On the one hand, this is the best time of year to preserve fruits and vegetables. We are in the peak of summer and farms and gardens are bursting with an amazing array of fruits, vegetables, and herbs. The fields are plentiful. My fridge and pantry are full of the goodness of summer. This is a wonderful time of year.
On the other hand, there is the issue of warm weather and the unbearable temperature of my kitchen. My kitchen is, by far, the hottest room in my house. So let me tell you,
the idea of firing up the ole canning pot on a hot August afternoon sounds ludicrous to me. When it’s sweltering outside, I would rather not hang out with boiling pots of water and jam.
Thankfully, there is good news. There’s always the option of the slow cooker. Granted, you cannot actually can or preserve using a slow cooker. You must process jars in boiling water, which requires a large pot and a stovetop. There’s just no getting around it. However, you can make your jam or preserves in a slow cooker, which drastically cuts down the amount of stove time. This, in turn, drastically reduces the sweltering temperatures in my kitchen. And, for that, I’m thankful.

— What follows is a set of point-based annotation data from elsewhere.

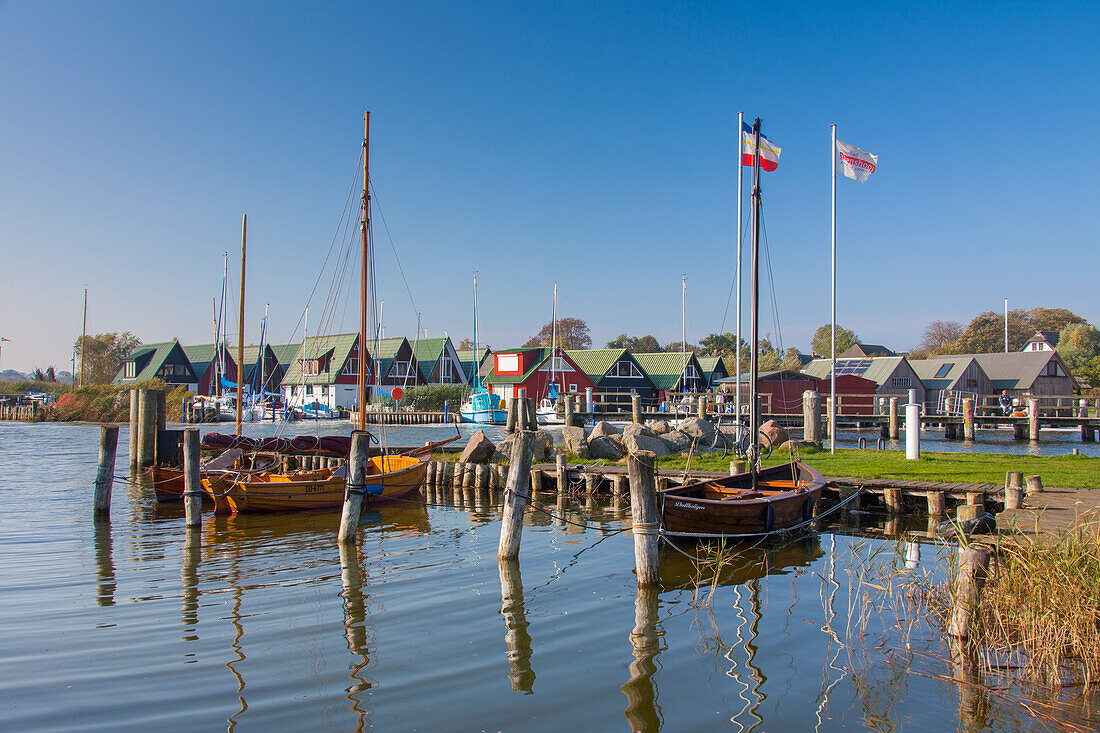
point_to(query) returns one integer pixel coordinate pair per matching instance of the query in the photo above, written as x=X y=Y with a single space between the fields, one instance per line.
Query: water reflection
x=641 y=710
x=515 y=623
x=105 y=562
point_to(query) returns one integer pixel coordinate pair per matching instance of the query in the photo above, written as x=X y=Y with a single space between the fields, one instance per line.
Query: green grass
x=1071 y=471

This recipe is incredibly simple and yet, it is so rewarding. The blueberry butter is smooth, luscious, and full of the flavors of summer. And through the simple act of canning, I can enjoy these summery flavors all year long.

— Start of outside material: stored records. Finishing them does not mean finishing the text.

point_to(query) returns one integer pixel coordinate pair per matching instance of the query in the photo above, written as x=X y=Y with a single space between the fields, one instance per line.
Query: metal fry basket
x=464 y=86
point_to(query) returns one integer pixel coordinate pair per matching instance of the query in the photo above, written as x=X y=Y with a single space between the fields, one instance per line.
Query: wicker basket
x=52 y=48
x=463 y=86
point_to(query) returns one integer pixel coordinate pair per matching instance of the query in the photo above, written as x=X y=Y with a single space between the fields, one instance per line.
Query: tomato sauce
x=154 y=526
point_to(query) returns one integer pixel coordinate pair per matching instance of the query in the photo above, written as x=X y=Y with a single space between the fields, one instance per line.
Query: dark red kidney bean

- 10 cups fresh blueberries
- 4 large black plums
- 2 cups white sugar
- Zest and juice of one lemon
- Wash and drain blueberries. Remove any stems, leaves, or debris. Cut the plums in quarters and remove the pits.
- Using a food processor, puree the blueberries and plums. Process until smooth. (You should end up with 8 cups or so of puree.)
- In a slow cooker, cook the fruit puree on high heat for one hour. After one hour, stir the butter and crack the lid for the remainder of the cooking time. (This allows steam & water to escape so the butter reduces and thickens!).
- Cook the butter on low heat for 6 (or more) hours. (Note: slow cookers do vary depending on size, brand, etc.) Stir the butter once an hour.
- In the final hour of cooking, add the sugar, lemon juice, and lemon zest. Stir well. Turn the heat up to high and continue to cook with the lid slightly ajar.
- Meanwhile, prepare your canning jars and lids. Sterilize jars and lids by boiling in hot water for 10 (or more) minutes. Keep the jars in hot water until ready to use.
- Once the butter is thick and creamy (similar in thickness and texture to ketchup), it is ready for canning! (Note: I pureed my butter with an immersion blender at this point in the process, because I wanted it to be super smooth. I highly recommend it!)
- Remove jars from the canning pot and fill with butter. Wipe the rims with a clean, dry cloth. Seal jars with lids and rings and place back in the canning pot. Bring the water back to a boil and process the jars for 10 minutes.
- Remove jars from the canning pot and place on a dry towel or rack to cool. After the jars have cooled, check to ensure that all jars sealed properly. If properly sealed, jars may be kept on the shelf or in your pantry for 6-12 months. (If they did not seal properly, the jars can be stored in the fridge and will keep for a week or two.)